The Price All Investors Pay for Benchmarking, AdvisorPerspectives
December 23, 2014
by Michael Edesess
As the Financial Times article states, “Benchmarking therefore gives managers a huge incentive to stay fully weighted in large, risky securities. This eliminates any risk premium these stocks may have had, and leads to the inversion of risk and return.”
Just the revelation that the practice of benchmarking may have as much or more undue influence on market prices as any other factor is enough to make their research give us pause. We should have known of course, but sometimes things that are as plain as the nose on your face do not become plain until you look straight at them.
The Buffa et al. model not only determines securities prices endogenously. It also determines the optimal manager fee contract – optimal in the sense that it should be the one agreed upon by manager and client if they have symmetric information. Not only that but if they don’t have symmetric information – if there are “agency frictions,” with the manager being the agent and the client the principal – then it determines an optimal strategy for the manager to “shirk.” Shirking means that the manager does something to put a little extra in his pocket at the expense of the client, like routing trades to high-commission brokers who give the manager a perk in exchange for the favor, even if it’s only free lunches.
The value of thought experiments formulated in mathematics
I am often highly critical of mathematics as it is used in finance. Perhaps it is therefore incumbent on me to explain why this paper is different. The main reason is that it is sufficiently rigorous and well-formulated with clear definitions of all the terms. It can be checked thoroughly, even if with great effort and difficulty. Its assumptions seem as realistic as they can be and still enable the mathematics to be tractable. Of course, if tractability of the math were the first objective and realism were completely subordinated to that objective that would be a black mark against it. But this research doesn’t exceed an acceptable ratio of unrealistic assumptions to mathematical tractability.
The important thing is that the research is valuable as a contribution to thought experimentation. Ideally, research that relies heavily on mathematics should be understandable in non-mathematical terms. The Buffa et al. paper falls short on that measure, but that may be because not enough efforts have been made yet to explain it. The miraculous thing about mathematical formulation is that sometimes you discover real-world relationships by working through the mathematics that you would not have thought of otherwise. This happens more often in physical sciences than in economics, but it can happen in economics too. One should not jump to conclusions until it has all been checked out, the mathematics against the reality, and the reality against the mathematics.

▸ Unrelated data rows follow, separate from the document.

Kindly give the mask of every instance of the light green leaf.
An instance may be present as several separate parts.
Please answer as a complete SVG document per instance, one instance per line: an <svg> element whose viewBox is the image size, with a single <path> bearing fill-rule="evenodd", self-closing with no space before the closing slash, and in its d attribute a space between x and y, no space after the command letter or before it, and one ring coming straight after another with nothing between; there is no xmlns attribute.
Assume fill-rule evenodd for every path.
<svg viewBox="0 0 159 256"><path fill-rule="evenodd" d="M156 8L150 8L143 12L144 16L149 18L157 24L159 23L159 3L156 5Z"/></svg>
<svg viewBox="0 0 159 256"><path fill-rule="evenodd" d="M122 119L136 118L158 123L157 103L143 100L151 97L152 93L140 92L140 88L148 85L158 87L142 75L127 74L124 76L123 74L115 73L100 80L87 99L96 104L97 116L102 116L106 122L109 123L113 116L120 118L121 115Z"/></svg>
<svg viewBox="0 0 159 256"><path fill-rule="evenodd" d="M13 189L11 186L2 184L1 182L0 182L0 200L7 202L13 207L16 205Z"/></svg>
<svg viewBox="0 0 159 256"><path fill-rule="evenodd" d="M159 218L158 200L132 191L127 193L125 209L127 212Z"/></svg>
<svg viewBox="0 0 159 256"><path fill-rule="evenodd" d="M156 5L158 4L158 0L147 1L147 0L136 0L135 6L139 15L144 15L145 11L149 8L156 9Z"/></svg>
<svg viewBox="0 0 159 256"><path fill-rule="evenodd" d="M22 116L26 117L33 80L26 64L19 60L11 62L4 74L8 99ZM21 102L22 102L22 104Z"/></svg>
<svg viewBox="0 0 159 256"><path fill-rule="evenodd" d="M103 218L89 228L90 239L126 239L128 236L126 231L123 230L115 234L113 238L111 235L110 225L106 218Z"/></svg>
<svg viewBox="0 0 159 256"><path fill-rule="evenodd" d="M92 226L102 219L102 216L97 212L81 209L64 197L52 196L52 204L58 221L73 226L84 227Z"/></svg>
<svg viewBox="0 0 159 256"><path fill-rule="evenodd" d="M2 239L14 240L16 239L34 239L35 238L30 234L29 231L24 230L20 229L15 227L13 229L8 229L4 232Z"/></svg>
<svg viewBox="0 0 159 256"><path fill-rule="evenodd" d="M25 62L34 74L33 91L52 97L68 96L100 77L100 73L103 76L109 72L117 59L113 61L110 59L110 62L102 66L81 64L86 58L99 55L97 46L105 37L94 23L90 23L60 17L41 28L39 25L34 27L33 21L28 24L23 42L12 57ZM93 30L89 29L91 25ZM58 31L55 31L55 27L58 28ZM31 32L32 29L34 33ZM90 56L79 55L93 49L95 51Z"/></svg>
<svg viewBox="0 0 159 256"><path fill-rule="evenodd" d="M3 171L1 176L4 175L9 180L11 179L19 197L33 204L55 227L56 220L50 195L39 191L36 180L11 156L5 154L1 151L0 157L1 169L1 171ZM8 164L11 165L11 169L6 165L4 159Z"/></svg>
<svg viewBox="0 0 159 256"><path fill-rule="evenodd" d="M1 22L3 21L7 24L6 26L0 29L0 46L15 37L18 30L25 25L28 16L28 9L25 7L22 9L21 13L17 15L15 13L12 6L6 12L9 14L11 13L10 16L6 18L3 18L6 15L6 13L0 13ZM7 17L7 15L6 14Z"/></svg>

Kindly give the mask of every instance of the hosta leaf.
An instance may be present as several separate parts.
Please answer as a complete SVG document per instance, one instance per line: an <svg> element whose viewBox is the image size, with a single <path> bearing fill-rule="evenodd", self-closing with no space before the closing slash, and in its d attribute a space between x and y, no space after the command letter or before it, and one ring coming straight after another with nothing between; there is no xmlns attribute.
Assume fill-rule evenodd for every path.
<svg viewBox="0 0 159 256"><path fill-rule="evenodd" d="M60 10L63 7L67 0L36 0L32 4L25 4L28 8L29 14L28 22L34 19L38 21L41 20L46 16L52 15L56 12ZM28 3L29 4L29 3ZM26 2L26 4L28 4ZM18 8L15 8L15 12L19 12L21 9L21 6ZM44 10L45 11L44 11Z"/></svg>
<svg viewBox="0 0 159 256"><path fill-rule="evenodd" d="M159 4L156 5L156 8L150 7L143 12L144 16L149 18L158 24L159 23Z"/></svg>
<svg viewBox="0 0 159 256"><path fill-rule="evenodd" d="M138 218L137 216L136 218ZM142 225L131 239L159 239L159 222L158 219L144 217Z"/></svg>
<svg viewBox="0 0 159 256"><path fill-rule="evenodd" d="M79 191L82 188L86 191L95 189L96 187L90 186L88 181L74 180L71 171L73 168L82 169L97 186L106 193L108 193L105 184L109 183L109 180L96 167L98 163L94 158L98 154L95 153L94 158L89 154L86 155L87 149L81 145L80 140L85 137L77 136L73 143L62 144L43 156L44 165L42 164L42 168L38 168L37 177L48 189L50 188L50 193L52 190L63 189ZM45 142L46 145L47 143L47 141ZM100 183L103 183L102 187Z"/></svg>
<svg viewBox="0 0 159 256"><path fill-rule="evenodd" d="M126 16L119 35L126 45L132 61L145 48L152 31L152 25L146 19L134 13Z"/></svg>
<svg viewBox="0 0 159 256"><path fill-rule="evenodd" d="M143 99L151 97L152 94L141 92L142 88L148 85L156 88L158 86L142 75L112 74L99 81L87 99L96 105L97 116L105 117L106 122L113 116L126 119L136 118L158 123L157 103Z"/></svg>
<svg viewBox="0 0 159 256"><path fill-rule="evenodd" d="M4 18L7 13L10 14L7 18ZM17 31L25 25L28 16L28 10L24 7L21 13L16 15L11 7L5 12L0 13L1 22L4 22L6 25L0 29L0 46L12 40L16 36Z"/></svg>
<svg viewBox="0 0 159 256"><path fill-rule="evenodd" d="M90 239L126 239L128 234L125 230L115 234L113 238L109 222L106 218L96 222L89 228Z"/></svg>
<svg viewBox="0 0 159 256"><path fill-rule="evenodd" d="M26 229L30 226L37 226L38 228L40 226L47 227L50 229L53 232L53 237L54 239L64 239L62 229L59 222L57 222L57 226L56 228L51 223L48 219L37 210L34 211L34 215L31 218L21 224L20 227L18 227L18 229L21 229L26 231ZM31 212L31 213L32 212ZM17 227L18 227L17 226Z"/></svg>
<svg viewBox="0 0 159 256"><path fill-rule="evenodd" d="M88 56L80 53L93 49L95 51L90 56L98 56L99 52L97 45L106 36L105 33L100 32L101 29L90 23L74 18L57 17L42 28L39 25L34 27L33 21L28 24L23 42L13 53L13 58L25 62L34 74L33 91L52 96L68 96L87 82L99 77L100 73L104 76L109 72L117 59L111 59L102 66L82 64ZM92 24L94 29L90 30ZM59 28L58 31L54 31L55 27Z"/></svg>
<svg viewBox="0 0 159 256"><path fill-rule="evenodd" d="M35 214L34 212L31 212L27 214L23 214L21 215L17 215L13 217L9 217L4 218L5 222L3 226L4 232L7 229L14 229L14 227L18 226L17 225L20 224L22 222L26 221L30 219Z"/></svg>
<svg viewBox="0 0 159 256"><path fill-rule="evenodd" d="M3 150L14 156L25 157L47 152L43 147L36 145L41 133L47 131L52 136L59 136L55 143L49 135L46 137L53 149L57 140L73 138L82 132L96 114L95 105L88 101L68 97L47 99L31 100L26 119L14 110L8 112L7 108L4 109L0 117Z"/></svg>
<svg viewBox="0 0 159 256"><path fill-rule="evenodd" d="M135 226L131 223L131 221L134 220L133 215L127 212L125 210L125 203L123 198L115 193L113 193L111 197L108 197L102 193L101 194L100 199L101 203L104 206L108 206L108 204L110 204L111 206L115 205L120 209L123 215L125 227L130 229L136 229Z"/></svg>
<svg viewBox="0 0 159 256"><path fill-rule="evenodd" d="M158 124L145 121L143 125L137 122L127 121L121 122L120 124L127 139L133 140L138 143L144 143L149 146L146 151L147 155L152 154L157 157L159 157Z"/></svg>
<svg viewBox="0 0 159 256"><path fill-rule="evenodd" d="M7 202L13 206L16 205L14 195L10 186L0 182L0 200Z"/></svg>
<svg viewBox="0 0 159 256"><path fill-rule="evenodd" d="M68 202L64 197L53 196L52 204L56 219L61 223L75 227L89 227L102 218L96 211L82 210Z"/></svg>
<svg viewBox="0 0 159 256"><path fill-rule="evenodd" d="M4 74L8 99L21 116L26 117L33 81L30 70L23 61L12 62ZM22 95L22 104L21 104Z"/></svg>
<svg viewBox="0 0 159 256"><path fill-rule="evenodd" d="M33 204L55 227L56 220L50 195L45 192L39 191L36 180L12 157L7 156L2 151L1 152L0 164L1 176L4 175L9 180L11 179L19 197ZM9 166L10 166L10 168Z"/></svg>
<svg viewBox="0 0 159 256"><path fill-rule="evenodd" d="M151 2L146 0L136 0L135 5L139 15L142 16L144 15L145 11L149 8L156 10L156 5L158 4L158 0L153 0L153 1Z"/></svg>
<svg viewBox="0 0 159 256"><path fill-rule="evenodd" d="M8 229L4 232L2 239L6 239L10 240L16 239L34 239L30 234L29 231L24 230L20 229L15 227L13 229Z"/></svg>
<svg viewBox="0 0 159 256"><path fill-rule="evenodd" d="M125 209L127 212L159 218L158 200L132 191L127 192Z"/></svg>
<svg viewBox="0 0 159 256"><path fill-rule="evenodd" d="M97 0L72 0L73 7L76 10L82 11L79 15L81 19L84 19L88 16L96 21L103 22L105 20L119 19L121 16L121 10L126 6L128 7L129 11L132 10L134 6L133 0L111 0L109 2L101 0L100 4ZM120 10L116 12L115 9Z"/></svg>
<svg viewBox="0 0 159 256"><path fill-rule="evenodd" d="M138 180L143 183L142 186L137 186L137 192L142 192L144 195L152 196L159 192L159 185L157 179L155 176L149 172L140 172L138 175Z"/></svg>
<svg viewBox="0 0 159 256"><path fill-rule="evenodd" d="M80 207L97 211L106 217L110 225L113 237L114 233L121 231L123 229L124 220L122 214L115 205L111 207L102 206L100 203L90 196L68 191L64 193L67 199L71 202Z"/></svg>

Why benchmark against a market index anyway?
The Financial Times article concludes that the Buffa et al. paper makes “a strong case against benchmarking.” It then asks, “But what can replace it? In most industries, benchmarking is good practice. If funds are not to benchmark against their peers, or against an index, then how should we judge them?”
A good way to look at this may be to borrow a leaf from the field of industrial engineering. W. Edwards Deming was a statistician and product quality expert who became one of the most important consultants to post-war Japan in its ultimately successful effort to transform a ravaged country producing cheap, low-quality goods into one of the most successful economies in the history of the earth.